Goulart has even become a pillar of the community, serving on the Little Compton Budget Committee and the Democratic Town Committee.  “That’s the kind of work that not a lot of people want to get involved in, but somebody needs to do,” he notes with his usual pragmatism.

“At Bryant, I’ve learned things that help me day-to-day, but it’s also about learning context and refining my understanding of strategy and operations.”

But even at the height of success, he still felt that urge to continue exploring. “I’m looking ahead to the next step, and I think I’d like to try something new,” Goulart admits. His current plants will take another few years to reach maturity, but after that his options, as he sees them, are wide open — everything from going into consulting to launching his own startup.

That’s where Bryant’s Two-Year MBA program comes in. His coursework isn’t just helping him become a better president of Franlart Nurseries; it’s providing a foundation for whatever he does next. “At Bryant, I’ve learned things that help me day-to-day, but it’s also about learning context and refining my understanding of strategy and operations,” Goulart notes.

One of his favorite courses was an independent study focusing on advanced strategy led by Trustee Professor of Management Mike Roberto, DBA. In addition to one-on-one tutelage from Roberto, a best-selling case study author and internationally sought-after consultant, the course also included a consulting project for Bay Coast Bank.

As he has throughout his career, he’s reveled in the opportunity to roll up his sleeves and dive into the work — applying what he’s learned to real life to see the result.

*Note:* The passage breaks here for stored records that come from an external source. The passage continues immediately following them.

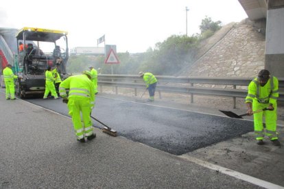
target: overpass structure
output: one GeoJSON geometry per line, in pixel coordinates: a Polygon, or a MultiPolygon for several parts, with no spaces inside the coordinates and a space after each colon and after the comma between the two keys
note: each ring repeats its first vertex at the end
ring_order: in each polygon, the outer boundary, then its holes
{"type": "Polygon", "coordinates": [[[265,33],[265,68],[272,75],[284,76],[284,1],[239,0],[248,18],[265,33]]]}

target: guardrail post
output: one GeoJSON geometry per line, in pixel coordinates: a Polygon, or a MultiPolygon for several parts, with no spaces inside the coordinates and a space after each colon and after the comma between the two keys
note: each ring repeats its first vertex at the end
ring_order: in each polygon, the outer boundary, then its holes
{"type": "MultiPolygon", "coordinates": [[[[134,83],[136,82],[137,82],[136,80],[134,80],[134,83]]],[[[135,97],[137,97],[137,88],[134,88],[134,95],[135,97]]]]}
{"type": "Polygon", "coordinates": [[[162,99],[162,93],[161,92],[161,90],[158,90],[158,98],[160,99],[162,99]]]}
{"type": "MultiPolygon", "coordinates": [[[[237,88],[236,88],[236,86],[235,86],[235,85],[233,87],[234,89],[236,89],[237,88]]],[[[234,101],[234,108],[233,108],[234,109],[236,109],[236,104],[237,104],[236,99],[237,98],[235,97],[233,97],[233,100],[234,101]]]]}
{"type": "MultiPolygon", "coordinates": [[[[191,86],[193,86],[193,84],[190,84],[191,86]]],[[[190,103],[193,103],[193,93],[190,93],[190,103]]]]}

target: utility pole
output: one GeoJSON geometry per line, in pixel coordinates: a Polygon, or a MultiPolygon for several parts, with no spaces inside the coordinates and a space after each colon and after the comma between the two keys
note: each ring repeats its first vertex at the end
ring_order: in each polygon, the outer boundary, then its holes
{"type": "Polygon", "coordinates": [[[189,10],[187,7],[185,7],[185,34],[187,36],[187,12],[189,10]]]}

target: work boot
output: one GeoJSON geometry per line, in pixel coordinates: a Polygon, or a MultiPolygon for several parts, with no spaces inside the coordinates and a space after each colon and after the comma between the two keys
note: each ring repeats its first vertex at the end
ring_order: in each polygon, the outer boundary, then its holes
{"type": "Polygon", "coordinates": [[[264,142],[262,140],[257,140],[257,144],[259,144],[259,145],[263,145],[264,144],[264,142]]]}
{"type": "Polygon", "coordinates": [[[82,142],[82,143],[85,142],[85,138],[81,138],[81,139],[78,139],[78,138],[77,138],[77,140],[78,140],[78,141],[80,141],[80,142],[82,142]]]}
{"type": "Polygon", "coordinates": [[[278,139],[271,140],[271,142],[272,142],[273,145],[276,146],[276,147],[280,147],[280,142],[279,140],[278,140],[278,139]]]}
{"type": "Polygon", "coordinates": [[[93,139],[94,139],[95,138],[95,134],[92,134],[91,135],[90,135],[89,136],[87,136],[87,139],[88,140],[92,140],[93,139]]]}

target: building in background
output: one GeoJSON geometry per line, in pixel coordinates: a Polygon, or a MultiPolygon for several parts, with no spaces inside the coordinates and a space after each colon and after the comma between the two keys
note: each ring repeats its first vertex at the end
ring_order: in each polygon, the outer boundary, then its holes
{"type": "Polygon", "coordinates": [[[71,55],[104,55],[104,47],[78,47],[70,49],[71,55]]]}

Goulart excelled in his MBA studies, maintaining a 4.0 GPA, but he’s also enjoyed the connections he’s made. “I really like being part of a high-performing team,” he says. “My first semester, I was in a group with a medical doctor, an engineer, and a data analyst.”

He was able to strengthen his bonds with his classmates through the MBA program’s January Global Immersion Experience, a ten-day visit to Prague and Berlin. Together, they explored sites like Prague Castle and the John Lennon Wall, sampled local customs, and learned about international business practices. The cohort of 64 students even sang happy birthday to him at one point.

The trip, Goulart says, also gave him some time to stop and take a breath, one of the few he’s had over the course of more than a decade of constant growth, evolution, and adaptation. “I think my family and I might have some changes coming, and that was a chance to reflect and think about the future,” he notes.

His next steps, post-Commencement, will, as always, be thoughtful and well-considered — but, this time, also tinged with excitement.

Goulart will grow something new, of his own choosing.